Swatch is now paying HK$1.4 million ($179,300) per month (HK$350 per square foot) to rent two shops covering some 4,000 square feet (372 square metres) in the Central Building on Hong Kong’s Pedder Street, according to an account this week in the Hong Kong Economic Times.
The new lease on the subterranean shopping space marks a rent reduction of more than 53 percent from the HK$3 million (around $384,200) per month that fashion brand Hugo Boss was paying for the same stores near Hong Kong’s Central metro station last year.
New Retail Reality Sets In
The price cut for the prime shopping space comes as Hong Kong’s retailers feel the pinch from slowing arrivals of visitors from mainland China, and pressure from ecommerce competitors.
At the peak of the city’s retail boom in 2013 and 2014, international brands gobbled up multi-storey spaces for their flagship stores. Many of the same firms have abandoned or downsized those flagship locations amid sliding retail sales over the past three years, driven largely by a decline in spending by mainland Chinese.
The Central Building space became available after German fashion house Hugo Boss downsized its flagship store in Hong Kong’s Central Building.
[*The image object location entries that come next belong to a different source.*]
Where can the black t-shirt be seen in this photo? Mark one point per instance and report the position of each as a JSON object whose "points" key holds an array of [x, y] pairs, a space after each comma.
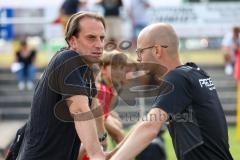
{"points": [[48, 136], [197, 123], [26, 60], [70, 7]]}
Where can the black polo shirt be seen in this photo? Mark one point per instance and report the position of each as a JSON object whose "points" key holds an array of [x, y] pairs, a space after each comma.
{"points": [[197, 123], [50, 133]]}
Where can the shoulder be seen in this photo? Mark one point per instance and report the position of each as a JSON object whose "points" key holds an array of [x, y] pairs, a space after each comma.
{"points": [[65, 56]]}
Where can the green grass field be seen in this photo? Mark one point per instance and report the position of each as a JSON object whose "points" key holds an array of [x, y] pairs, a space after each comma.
{"points": [[234, 145]]}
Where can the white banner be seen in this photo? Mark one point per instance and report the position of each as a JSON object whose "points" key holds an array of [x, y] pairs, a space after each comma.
{"points": [[199, 20]]}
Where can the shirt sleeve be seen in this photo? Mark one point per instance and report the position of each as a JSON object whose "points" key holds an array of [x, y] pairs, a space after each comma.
{"points": [[176, 100], [72, 77]]}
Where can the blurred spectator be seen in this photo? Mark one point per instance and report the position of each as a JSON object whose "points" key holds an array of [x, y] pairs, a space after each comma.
{"points": [[25, 57], [230, 44], [112, 18], [138, 17]]}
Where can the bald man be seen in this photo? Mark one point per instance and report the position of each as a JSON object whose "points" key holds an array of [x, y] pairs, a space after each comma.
{"points": [[195, 117]]}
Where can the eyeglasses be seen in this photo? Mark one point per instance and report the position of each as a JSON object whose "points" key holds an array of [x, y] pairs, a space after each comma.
{"points": [[139, 51]]}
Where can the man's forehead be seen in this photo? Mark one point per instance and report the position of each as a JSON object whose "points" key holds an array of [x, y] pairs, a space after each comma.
{"points": [[91, 24]]}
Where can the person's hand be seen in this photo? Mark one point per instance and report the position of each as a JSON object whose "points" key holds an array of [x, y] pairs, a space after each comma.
{"points": [[108, 155]]}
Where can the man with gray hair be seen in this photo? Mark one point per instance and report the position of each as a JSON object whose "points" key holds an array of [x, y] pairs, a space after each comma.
{"points": [[195, 117]]}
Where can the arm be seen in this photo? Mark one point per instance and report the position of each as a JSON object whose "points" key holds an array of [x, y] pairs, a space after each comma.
{"points": [[114, 130], [142, 135], [86, 130]]}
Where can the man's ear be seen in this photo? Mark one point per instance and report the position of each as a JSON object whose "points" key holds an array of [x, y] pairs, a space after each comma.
{"points": [[159, 51]]}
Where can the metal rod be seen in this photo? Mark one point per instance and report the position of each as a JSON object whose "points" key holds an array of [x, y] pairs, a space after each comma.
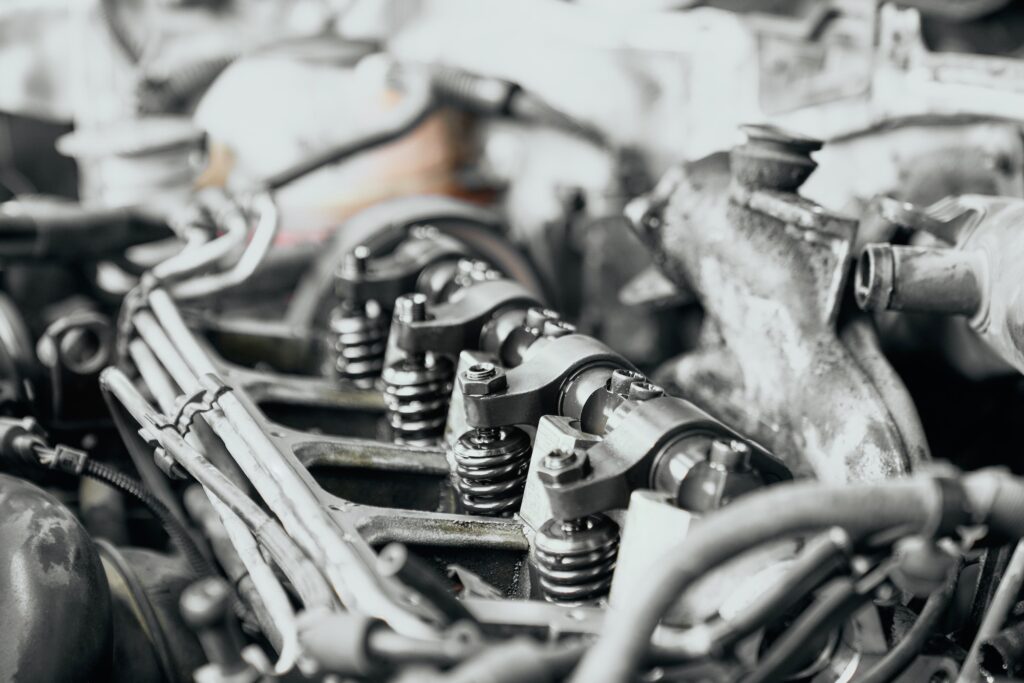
{"points": [[344, 557]]}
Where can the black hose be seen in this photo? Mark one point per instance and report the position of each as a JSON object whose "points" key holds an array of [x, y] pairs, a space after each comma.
{"points": [[350, 148], [821, 557], [839, 599], [180, 86], [144, 609], [898, 507], [900, 656], [175, 530]]}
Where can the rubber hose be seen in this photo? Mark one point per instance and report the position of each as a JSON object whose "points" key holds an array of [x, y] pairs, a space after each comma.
{"points": [[900, 656], [836, 602], [178, 535], [907, 505]]}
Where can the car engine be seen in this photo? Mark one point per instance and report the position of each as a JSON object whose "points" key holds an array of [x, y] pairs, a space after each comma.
{"points": [[511, 342]]}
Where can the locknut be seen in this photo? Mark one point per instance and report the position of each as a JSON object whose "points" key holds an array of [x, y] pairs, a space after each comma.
{"points": [[482, 379], [562, 468]]}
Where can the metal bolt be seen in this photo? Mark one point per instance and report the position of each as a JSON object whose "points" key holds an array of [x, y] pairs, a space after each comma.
{"points": [[622, 380], [356, 261], [481, 371], [537, 316], [559, 460], [563, 467], [411, 308], [482, 379], [643, 390], [732, 456], [555, 329]]}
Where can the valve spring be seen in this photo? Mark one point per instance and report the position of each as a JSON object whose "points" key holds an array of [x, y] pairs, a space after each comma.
{"points": [[491, 466], [417, 391], [576, 558], [359, 335]]}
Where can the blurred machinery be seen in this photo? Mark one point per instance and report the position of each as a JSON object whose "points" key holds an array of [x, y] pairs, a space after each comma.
{"points": [[540, 341]]}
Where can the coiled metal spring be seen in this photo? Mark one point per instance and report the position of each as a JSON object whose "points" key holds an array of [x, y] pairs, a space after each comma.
{"points": [[417, 391], [359, 336], [491, 469], [576, 558]]}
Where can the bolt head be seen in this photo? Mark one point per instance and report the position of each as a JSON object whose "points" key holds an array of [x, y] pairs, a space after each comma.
{"points": [[482, 379], [731, 456], [562, 468], [411, 308], [555, 328], [643, 390]]}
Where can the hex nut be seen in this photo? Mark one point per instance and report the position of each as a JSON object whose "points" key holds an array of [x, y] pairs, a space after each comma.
{"points": [[477, 384], [568, 472]]}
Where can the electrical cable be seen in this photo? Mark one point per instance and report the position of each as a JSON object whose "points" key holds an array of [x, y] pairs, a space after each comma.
{"points": [[900, 656], [837, 601], [907, 506], [175, 530]]}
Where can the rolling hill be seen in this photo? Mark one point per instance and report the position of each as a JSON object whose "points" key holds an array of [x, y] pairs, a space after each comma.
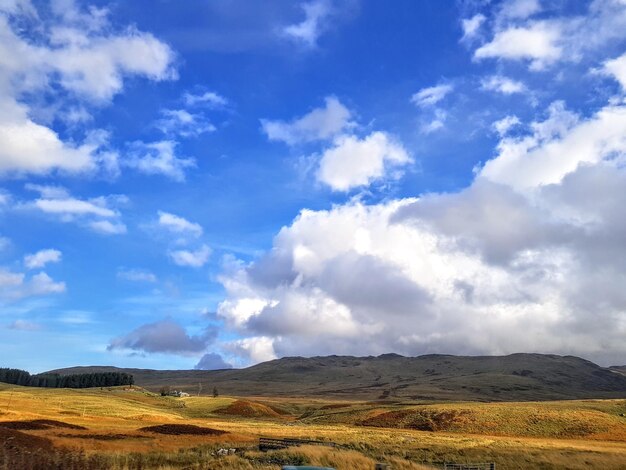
{"points": [[516, 377]]}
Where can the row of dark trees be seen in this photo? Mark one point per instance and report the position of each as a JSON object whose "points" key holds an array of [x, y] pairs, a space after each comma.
{"points": [[95, 379]]}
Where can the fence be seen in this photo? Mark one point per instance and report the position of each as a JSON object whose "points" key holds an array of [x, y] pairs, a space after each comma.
{"points": [[470, 466], [268, 443]]}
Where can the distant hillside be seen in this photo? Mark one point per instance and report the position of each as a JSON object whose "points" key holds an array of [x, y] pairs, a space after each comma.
{"points": [[620, 369], [433, 377]]}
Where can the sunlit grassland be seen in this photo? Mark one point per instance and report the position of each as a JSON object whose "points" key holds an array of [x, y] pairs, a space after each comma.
{"points": [[560, 435]]}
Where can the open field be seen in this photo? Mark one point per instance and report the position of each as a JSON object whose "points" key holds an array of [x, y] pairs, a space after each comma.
{"points": [[105, 428], [435, 377]]}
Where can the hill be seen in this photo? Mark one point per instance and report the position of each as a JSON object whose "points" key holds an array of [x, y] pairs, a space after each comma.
{"points": [[618, 369], [516, 377]]}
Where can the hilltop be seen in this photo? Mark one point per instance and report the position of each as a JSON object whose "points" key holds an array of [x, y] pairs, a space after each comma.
{"points": [[516, 377]]}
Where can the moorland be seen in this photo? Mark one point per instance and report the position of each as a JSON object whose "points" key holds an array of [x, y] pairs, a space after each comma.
{"points": [[135, 427]]}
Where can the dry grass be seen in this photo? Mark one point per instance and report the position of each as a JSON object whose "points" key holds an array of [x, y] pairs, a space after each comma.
{"points": [[545, 435]]}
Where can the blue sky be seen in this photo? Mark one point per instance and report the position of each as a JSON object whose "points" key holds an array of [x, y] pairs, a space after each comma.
{"points": [[221, 183]]}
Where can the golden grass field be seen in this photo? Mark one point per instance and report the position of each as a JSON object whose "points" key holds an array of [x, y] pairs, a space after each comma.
{"points": [[579, 434]]}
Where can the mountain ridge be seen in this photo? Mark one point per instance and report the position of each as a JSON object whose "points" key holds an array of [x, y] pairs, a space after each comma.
{"points": [[433, 377]]}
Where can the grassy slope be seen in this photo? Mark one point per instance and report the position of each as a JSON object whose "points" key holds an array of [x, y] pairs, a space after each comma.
{"points": [[515, 377], [516, 435]]}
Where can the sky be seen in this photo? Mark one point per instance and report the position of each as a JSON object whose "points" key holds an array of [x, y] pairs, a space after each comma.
{"points": [[216, 183]]}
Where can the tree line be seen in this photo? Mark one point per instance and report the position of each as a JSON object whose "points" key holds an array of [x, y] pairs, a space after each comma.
{"points": [[94, 379]]}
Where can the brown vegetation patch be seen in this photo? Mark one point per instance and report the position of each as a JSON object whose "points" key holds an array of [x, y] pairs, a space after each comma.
{"points": [[38, 424], [248, 409], [104, 437], [422, 420], [335, 406], [180, 429]]}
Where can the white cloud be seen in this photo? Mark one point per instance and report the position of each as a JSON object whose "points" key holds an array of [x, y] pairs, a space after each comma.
{"points": [[179, 225], [77, 53], [257, 349], [354, 162], [15, 286], [41, 258], [24, 325], [558, 146], [181, 122], [431, 95], [136, 275], [502, 126], [159, 158], [48, 191], [471, 26], [319, 124], [530, 247], [436, 123], [309, 30], [209, 99], [501, 84], [559, 38], [519, 9], [194, 259], [617, 68], [97, 214], [72, 206], [164, 336], [537, 42], [107, 227]]}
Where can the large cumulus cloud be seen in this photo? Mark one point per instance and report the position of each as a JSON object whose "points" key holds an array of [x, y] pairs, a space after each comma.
{"points": [[521, 260]]}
The luxury retailer had been shelling out HK$6 million ($768,400) per month for 14,000 square feet in the building through last year.
Abercrombie & Fitch announced last November it would shutter its four-storey, 25,600 square foot (2,378 square metre) flagship store on Pedder Street, which it had opened in 2011. The US apparel chain was paying HK$7 million per month ($902,662) in rent, double that of previous occupier Shanghai Tang. As the lease expires in 2019, the move would incur an early termination fee of $16 million.
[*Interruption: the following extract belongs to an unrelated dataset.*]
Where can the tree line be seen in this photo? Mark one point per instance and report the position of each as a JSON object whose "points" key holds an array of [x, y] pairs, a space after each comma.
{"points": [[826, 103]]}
Luxury Brands Backing Out of Central Leases
The pain for existing high end tenants is translating into new homes for mid-market brands, including Swatch as retail rents plunge by up to 60 percent in the prime downtown property. Hong Kong’s Puyi Optical is now spending HK$600,000 per month to lease two ground floor units totalling 1,285 square feet in the same building, a 60 percent drop from the HK$1.5 million paid by former tenant Vertu, a British maker of luxury mobile phones.
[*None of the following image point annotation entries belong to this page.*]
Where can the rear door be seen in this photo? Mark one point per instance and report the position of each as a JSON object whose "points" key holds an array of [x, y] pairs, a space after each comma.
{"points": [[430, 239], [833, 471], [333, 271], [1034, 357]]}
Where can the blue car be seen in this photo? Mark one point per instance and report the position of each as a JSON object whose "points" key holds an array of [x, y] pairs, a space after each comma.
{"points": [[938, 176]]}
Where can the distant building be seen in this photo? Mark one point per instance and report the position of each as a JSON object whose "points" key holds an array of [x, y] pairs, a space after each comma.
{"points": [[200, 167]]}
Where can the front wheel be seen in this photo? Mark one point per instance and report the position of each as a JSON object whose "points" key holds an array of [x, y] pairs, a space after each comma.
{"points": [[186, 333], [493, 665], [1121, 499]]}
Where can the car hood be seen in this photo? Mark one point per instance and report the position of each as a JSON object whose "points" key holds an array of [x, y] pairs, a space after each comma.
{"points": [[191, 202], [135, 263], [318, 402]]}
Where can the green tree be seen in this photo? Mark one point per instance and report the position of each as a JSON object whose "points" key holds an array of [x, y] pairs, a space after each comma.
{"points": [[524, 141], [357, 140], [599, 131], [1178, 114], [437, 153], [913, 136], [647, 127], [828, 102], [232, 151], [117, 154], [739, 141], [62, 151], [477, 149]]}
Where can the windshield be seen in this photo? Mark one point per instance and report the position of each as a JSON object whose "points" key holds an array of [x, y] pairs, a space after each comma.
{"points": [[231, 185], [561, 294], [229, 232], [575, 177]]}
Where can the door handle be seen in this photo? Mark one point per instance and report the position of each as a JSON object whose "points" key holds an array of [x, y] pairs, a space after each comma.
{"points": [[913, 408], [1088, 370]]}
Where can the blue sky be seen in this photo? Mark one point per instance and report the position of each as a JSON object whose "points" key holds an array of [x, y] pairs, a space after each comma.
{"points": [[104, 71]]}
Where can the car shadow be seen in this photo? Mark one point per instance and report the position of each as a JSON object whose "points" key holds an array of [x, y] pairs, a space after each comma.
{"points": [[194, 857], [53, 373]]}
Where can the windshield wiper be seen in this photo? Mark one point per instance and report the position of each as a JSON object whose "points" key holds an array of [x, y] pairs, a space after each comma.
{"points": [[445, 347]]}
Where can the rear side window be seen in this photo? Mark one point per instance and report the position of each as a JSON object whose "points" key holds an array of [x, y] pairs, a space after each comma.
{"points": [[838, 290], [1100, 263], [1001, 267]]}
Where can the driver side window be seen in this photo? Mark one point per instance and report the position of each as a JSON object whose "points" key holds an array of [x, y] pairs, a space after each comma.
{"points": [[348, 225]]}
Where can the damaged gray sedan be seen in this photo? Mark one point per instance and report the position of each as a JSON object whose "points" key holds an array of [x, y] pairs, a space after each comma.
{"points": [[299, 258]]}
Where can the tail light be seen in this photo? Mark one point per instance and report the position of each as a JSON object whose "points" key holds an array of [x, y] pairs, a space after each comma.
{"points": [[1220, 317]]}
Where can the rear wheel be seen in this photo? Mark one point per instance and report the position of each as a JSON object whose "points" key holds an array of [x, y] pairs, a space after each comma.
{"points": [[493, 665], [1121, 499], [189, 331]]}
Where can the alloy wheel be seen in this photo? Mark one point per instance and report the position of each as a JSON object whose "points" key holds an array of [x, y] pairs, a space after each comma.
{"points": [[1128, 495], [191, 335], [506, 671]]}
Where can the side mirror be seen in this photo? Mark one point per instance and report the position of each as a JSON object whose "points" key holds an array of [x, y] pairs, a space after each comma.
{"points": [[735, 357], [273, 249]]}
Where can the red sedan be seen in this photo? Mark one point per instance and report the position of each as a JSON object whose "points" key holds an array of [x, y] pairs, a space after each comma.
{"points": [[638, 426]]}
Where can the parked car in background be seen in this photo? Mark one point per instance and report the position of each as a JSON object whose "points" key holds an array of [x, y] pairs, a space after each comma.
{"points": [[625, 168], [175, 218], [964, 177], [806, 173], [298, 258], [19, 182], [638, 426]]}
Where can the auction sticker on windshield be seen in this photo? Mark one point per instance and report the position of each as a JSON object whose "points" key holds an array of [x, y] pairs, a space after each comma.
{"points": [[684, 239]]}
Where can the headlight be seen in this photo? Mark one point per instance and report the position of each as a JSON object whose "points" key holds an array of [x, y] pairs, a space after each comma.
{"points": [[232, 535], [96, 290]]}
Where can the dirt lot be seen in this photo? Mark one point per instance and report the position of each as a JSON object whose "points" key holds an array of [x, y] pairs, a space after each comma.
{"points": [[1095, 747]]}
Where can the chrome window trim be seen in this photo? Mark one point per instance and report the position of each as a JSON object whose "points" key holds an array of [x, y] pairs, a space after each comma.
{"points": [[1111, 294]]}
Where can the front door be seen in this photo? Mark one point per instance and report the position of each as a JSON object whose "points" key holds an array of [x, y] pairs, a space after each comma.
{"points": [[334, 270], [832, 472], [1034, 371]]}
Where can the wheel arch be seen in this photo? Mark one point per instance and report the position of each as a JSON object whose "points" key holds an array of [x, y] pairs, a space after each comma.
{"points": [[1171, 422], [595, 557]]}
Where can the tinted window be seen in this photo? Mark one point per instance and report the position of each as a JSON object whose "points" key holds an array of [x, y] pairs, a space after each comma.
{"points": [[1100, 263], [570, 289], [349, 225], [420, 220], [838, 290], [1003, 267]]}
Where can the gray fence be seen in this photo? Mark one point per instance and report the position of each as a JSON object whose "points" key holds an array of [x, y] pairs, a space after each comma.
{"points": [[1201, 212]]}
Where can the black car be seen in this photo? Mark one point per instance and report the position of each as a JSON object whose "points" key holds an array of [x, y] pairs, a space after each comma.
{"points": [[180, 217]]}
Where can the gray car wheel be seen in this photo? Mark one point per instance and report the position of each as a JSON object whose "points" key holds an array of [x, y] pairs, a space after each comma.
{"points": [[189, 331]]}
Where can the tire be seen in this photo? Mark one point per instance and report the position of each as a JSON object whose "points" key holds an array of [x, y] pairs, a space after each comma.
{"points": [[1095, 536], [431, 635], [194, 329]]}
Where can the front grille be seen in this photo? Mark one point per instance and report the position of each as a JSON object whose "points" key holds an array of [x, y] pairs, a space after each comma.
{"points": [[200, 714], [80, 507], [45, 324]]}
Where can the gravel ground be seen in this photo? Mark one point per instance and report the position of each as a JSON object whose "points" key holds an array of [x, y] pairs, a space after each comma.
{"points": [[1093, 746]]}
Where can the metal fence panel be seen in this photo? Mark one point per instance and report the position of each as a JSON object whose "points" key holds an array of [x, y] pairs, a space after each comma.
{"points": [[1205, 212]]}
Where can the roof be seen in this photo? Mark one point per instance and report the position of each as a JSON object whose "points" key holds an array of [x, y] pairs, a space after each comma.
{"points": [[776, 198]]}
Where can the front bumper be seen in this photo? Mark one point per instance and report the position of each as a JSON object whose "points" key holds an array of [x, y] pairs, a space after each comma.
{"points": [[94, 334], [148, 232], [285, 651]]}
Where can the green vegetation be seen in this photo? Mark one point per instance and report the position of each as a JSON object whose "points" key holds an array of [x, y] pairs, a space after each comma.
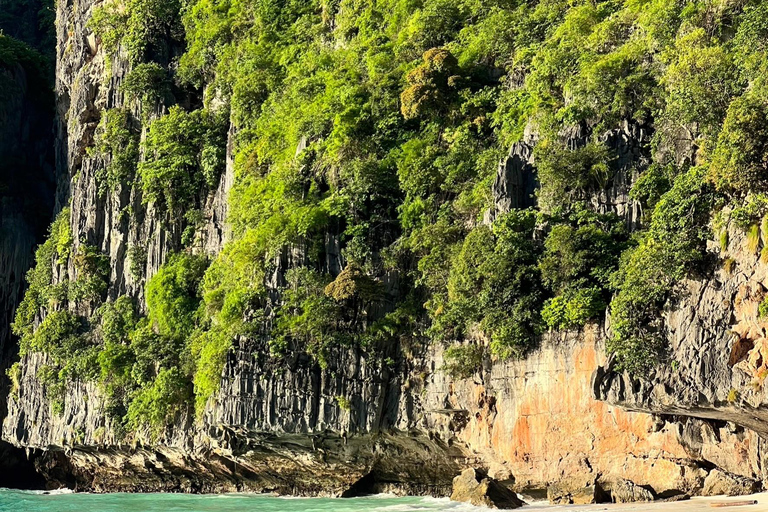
{"points": [[143, 28], [365, 139], [185, 153], [117, 142], [462, 361]]}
In September 2015, sports brand Adidas leased a 13,000 square foot shop at 36 Queen’s Road, Central for 22.5 percent less than former tenant Coach paid.
Hugo Boss Trimming Its Biggest Asian Flagship

Hugo Boss’s flagship store in Central Building shortly after opening
Hugo Boss opened its flagship store in Central Building, the brand’s largest in Asia Pacific, in April 2014 in tandem with another store launch in Tsim Sha Tsui. But the company’s enthusiasm for Hong Kong was short-lived, as slumping retail sales in the city prompted an effort by the Metzingen, Germany-based firm to find another tenant that could either sublet or take over the lease for part of the space.
The move to trim rental costs in Hong Kong came amid a broader global strategy that Hugo Boss announced last year to renegotiate rental agreements and cut administrative overhead, and even to close some stores, in the face of lower-than-expected sales and profits.